Caso houvesse essa mudança, a PEC das Praias não seria necessária. Isso porque a alteração poderia ser feita no Decreto-Lei 9760 de 1946, que estabelece que a posição da linha do preamar de 1831 como o limite para o início da terra de marinha. No entanto, a escolha de uma PEC em vez de alterar o decreto pode ser uma escolha política. 

Segundo Henderson Fürst, trata-se de uma prerrogativa do Poder Legislativo escolher como prefere fazer alterações no ordenamento jurídico, incluindo-se o tipo normativo que prefere editar. “Embora pudesse fazer a alteração do Decreto-Lei — e isso seria mais fácil, inclusive, para futuras alterações que se demonstrarem necessárias —, optou-se por uma PEC. Claro que, como ocorreu antes, a PEC também pode ser objeto de análise quanto à sua constitucionalidade”, afirma. 

E se até a escolha de fazer uma PEC pode ser política, a discussão sobre o assunto não deixaria de assumir essa forma.

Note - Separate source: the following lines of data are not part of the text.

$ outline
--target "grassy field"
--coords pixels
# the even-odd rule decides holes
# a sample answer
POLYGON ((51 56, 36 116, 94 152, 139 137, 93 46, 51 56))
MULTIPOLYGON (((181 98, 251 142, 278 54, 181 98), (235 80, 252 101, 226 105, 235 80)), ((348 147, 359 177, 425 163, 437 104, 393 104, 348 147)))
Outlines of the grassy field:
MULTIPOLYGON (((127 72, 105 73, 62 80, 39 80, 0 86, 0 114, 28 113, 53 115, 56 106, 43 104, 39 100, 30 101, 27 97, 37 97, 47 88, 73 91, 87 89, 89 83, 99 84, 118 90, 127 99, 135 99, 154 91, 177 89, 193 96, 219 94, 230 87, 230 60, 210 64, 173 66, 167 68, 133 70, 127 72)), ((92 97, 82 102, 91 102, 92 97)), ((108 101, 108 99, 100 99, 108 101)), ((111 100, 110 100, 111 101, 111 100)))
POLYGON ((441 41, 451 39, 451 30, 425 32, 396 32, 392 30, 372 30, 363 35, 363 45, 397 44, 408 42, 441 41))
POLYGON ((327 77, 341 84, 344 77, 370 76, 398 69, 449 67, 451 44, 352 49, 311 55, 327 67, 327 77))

Morvan Meirelles Costa Junior, do Meirelles Costa Advogados, lamenta a polarização da proposta nas redes sociais. “Gerou debates alheios ao intuito primeiro da proposta: a regularização dessas áreas, especialmente em locais de ‘uso’ de diversos municípios e estados brasileiros, o que evidentemente causa insegurança jurídica e potencial conflito federativo.”